When I became pregnant with Sarah, I was very concerned about how the new baby would get along with the twins. This fear was amplified when I discovered I was having a girl. My reasoning was that a boy wouldn't be too interested in his very girly older sisters. However, a girl would yearn to be included.
Much to my relief, the twins have accepted Sarah as one of their own. Or, more accurately, Sarah had demanded that she be included in all activities, and the twins do as they're told! Dan refers to Sarah as the triplet that was 2 1/2 years late.
Since Sarah's birth, Bethie has assumed ownership of Sarah. She acknowledges that I am the primary caregiver, but struggles with the idea that she is not next in line (this became an issue when Sarah started daycare). Bethie keeps an eye out for Sarah, and is mostly sweet, and kind, and loving towards her. It took Katie a little longer to "warm up". She now dotes on Sarah, which Sarah appreciates. Often, Sarah will grab on tightly to Katie in order to give her a hug and a kiss. These "hugs" are painfully long, but Katie endures them. It's very important to Katie that Sarah feels loved.
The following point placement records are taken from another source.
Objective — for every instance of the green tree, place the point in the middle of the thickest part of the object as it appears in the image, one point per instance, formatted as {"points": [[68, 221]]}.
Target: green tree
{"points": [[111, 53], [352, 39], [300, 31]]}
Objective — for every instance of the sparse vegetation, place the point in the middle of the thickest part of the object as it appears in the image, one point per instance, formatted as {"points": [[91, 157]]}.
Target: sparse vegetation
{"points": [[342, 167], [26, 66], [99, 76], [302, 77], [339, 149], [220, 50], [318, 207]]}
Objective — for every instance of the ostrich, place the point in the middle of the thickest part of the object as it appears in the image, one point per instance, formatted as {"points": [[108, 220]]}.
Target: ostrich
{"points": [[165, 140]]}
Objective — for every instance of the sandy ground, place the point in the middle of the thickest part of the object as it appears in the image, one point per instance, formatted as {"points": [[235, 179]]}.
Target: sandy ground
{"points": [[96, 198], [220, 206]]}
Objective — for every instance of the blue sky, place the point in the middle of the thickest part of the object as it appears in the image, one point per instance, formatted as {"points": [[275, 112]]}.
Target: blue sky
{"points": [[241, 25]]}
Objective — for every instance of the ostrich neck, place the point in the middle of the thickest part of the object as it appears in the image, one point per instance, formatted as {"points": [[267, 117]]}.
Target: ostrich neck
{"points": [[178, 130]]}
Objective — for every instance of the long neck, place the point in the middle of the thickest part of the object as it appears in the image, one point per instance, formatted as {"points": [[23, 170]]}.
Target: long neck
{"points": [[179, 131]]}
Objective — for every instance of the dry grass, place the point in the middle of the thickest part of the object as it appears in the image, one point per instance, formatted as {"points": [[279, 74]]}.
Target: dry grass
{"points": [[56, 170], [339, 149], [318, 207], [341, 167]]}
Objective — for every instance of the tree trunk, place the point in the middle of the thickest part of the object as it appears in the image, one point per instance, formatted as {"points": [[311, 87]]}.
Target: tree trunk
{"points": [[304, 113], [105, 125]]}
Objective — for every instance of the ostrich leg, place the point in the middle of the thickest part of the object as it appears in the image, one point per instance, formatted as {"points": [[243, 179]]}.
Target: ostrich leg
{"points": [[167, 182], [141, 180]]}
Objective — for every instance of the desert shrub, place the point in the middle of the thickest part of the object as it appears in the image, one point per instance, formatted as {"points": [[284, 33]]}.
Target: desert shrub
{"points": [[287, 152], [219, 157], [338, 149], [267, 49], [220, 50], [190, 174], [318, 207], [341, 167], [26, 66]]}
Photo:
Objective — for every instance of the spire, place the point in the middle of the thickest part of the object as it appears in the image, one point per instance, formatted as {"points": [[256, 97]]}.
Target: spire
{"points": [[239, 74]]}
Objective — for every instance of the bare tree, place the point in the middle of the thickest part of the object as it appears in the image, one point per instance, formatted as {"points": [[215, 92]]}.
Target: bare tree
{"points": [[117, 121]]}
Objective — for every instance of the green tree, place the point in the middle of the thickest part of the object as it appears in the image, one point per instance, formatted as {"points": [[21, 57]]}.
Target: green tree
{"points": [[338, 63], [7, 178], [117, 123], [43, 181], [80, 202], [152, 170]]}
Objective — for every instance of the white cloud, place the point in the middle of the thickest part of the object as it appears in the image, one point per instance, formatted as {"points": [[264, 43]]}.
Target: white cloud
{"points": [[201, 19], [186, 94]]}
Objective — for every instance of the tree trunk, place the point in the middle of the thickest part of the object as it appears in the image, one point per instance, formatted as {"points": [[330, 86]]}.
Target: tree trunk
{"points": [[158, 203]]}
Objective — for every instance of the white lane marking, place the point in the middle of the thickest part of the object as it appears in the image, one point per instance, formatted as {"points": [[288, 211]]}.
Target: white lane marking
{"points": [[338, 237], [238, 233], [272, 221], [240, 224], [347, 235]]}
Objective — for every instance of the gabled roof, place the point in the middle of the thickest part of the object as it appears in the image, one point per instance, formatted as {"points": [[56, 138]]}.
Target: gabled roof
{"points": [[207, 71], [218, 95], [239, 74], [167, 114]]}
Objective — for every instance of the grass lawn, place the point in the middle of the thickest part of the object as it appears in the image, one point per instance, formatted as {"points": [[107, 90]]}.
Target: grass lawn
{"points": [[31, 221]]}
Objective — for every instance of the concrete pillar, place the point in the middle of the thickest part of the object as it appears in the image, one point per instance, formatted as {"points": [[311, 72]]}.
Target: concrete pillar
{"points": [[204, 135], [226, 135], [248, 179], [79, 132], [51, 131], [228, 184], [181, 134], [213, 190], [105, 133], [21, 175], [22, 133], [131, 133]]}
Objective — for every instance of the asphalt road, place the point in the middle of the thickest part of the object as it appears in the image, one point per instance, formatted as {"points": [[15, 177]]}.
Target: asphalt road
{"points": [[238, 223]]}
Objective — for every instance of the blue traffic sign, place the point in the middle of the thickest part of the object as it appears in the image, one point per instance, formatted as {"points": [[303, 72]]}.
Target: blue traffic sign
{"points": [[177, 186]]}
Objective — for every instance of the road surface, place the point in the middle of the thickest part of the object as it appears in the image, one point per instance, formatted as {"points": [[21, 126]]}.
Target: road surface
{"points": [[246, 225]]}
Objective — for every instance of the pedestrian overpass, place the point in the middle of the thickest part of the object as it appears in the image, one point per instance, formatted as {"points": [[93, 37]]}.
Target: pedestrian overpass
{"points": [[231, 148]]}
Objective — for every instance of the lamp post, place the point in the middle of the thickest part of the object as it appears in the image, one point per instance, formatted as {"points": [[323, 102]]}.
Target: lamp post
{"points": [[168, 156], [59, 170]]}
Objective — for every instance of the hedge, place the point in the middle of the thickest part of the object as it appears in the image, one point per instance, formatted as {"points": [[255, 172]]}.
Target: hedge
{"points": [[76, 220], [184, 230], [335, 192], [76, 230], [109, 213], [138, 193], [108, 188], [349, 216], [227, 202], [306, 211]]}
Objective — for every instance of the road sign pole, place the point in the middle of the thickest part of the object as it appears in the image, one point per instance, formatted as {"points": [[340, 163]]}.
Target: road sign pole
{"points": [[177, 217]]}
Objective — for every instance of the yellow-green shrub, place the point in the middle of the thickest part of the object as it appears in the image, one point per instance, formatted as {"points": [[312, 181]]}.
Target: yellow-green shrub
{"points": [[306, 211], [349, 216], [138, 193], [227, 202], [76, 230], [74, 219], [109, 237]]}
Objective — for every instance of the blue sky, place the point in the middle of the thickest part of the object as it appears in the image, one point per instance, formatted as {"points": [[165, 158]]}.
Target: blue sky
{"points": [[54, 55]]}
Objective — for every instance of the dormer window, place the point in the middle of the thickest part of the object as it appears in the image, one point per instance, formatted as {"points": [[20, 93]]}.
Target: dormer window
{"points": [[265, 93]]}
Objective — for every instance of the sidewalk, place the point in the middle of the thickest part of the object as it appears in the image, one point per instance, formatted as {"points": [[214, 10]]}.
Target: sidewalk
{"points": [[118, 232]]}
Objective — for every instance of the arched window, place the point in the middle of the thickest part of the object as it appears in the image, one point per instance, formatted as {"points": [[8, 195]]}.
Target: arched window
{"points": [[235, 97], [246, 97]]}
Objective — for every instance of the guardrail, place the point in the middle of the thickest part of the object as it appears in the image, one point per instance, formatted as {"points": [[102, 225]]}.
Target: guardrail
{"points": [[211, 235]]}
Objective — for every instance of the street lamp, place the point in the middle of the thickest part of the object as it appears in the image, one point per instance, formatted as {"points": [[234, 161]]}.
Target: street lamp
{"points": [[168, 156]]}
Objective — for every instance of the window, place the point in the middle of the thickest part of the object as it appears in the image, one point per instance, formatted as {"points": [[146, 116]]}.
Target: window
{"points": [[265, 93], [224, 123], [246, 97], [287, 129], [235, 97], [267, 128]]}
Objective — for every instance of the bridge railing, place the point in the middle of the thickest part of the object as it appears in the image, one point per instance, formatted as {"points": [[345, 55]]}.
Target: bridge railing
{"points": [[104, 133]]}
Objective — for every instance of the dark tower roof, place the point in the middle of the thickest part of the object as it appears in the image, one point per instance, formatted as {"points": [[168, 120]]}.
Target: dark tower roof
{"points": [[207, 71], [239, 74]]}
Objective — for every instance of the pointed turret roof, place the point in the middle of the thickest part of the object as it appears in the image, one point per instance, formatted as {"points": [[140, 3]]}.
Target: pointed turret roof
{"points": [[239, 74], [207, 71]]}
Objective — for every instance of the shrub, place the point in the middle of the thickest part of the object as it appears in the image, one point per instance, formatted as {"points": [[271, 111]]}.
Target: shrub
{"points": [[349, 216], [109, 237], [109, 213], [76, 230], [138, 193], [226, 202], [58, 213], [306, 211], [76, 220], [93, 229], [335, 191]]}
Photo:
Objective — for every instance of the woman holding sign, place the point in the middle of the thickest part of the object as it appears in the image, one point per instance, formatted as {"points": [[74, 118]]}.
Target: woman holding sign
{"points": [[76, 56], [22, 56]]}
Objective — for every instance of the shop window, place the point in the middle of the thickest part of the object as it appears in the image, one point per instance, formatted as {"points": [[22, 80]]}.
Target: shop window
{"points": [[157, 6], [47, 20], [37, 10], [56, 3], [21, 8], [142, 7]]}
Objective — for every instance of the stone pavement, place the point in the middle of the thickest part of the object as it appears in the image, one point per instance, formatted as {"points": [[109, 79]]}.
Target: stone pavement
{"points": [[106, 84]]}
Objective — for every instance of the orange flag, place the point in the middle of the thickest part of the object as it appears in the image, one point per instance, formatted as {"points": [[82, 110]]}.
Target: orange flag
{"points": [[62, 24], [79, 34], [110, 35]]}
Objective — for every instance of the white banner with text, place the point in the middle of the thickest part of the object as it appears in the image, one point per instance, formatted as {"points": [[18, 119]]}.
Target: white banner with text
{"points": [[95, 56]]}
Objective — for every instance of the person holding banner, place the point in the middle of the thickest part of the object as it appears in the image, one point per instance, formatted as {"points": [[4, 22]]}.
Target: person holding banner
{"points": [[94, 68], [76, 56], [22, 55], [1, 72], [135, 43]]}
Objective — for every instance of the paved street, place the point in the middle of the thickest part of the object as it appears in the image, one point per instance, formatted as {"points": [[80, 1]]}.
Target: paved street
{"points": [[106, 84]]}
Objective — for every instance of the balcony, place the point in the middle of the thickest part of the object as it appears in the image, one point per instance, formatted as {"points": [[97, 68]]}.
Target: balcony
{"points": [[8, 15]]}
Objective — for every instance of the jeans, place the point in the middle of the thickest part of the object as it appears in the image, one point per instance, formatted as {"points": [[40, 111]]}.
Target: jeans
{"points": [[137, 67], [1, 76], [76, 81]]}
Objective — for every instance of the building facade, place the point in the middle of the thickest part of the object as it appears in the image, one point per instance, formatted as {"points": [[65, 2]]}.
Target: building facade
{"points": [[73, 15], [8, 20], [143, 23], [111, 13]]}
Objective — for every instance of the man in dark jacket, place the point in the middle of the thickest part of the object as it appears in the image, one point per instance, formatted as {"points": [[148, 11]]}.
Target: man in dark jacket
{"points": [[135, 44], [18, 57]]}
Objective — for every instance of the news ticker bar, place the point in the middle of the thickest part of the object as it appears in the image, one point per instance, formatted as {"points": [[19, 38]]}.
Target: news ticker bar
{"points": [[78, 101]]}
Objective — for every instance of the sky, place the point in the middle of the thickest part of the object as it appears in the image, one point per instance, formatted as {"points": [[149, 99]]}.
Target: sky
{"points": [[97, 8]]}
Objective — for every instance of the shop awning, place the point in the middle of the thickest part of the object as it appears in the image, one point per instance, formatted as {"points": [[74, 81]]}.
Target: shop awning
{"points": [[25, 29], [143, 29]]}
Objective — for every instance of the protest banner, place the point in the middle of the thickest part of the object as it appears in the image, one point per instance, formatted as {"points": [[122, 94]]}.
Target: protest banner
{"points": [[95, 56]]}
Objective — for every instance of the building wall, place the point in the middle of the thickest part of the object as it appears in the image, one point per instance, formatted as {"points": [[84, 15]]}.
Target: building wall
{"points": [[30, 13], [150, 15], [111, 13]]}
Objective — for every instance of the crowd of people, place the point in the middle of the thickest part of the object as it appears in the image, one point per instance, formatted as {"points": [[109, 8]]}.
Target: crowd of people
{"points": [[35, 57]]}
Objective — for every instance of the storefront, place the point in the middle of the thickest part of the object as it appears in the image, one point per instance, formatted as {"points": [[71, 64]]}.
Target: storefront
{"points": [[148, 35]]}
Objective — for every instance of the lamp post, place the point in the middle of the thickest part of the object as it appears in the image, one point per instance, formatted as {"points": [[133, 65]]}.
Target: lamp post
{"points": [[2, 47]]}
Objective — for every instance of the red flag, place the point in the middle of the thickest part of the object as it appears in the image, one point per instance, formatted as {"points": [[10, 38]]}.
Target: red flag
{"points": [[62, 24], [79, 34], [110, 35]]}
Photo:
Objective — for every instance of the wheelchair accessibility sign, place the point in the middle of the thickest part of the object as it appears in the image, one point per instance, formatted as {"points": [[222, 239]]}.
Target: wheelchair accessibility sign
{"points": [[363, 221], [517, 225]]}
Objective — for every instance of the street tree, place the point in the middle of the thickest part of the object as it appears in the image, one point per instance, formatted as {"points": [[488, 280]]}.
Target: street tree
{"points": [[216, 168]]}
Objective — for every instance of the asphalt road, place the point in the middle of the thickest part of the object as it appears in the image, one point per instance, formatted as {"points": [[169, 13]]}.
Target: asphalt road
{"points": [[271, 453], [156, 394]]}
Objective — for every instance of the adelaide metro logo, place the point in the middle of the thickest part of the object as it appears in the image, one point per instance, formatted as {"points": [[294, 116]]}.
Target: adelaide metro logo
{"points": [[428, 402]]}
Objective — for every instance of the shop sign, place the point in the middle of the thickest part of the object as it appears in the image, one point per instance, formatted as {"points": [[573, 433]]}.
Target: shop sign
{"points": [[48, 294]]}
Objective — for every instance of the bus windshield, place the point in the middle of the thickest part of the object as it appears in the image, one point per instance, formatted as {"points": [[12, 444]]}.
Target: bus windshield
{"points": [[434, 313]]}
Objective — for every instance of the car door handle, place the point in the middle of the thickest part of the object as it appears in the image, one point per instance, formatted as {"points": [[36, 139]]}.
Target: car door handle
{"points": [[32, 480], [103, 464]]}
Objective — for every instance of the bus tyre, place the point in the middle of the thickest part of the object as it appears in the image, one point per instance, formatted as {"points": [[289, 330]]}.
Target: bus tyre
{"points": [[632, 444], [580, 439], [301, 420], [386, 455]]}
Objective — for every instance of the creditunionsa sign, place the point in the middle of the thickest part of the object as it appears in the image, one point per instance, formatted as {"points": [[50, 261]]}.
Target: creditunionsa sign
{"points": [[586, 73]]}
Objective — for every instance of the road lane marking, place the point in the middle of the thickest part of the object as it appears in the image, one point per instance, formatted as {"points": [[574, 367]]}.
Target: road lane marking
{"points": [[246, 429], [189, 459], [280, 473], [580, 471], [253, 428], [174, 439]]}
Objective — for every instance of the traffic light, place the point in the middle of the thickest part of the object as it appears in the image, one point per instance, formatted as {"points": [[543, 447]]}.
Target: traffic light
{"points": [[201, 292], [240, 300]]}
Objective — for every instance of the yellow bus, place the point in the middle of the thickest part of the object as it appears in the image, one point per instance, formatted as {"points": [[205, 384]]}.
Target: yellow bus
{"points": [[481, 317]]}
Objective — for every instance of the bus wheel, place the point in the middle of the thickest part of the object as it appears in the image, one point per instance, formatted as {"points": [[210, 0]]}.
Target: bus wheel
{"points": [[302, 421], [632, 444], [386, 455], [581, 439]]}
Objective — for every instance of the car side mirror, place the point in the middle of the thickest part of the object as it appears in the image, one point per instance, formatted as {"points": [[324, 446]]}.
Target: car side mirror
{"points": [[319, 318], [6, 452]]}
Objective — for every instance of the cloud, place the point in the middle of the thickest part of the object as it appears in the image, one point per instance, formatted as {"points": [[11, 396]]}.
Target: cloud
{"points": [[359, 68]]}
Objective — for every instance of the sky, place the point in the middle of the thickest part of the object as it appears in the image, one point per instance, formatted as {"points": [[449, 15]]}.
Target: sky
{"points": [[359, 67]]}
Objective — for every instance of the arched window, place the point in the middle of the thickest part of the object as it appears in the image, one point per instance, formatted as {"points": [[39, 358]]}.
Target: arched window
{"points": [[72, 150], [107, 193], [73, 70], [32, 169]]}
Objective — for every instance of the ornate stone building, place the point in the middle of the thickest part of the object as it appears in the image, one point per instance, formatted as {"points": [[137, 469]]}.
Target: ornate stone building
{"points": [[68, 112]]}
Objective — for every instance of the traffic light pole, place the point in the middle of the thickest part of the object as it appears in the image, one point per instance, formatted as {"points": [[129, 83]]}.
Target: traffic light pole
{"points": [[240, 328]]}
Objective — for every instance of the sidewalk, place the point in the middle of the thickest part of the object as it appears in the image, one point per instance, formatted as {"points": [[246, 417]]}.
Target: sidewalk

This is not always true. The twins sometimes torment Sarah. They grab her blankie and take off. They snatch toys out of her hand. They tease her. And this is what happened the other day. I brought the twins' "Reign of Terror and Frustration" to an end. I said that they were behaving like bullies. I told them that we are judged by how we treat the weakest and the littlest among us. I would not tolerate any member of this family being made to feel helpless. Tears were spilt, apologies extracted, and hugs and kisses were liberally passed around.
But I was angry. I was frustrated. I want so much for there to be a natural equality amongst my children. I want them to know that they are individually, and collectively, important. I don't want the whims of the older children to become an obstacle that Sarah must continuously overcome. I want each of my daughters to feel like they belong, and that they are wanted.
That night I was lying in Katie's bed with both Katie and Bethie between me and the wall. We were discussing all the DVDs we do and don't have (don't worry, I don't "get it" either). Sarah was in her room, tucked into bed for the evening. She began to cry. My blood pressure started to soar (that's how I react to my kids crying) and I try to hurry up this endless goodnight ritual. Bethie said to me "Why is our baby crying?".
Our baby. This is how Katie and Bethie view her. As our baby. She belongs to all of us, and we belong to her. I was thrilled! This is evidence that the twins have truly accepted her. My heart swelled, and I thought "My cup runneth over".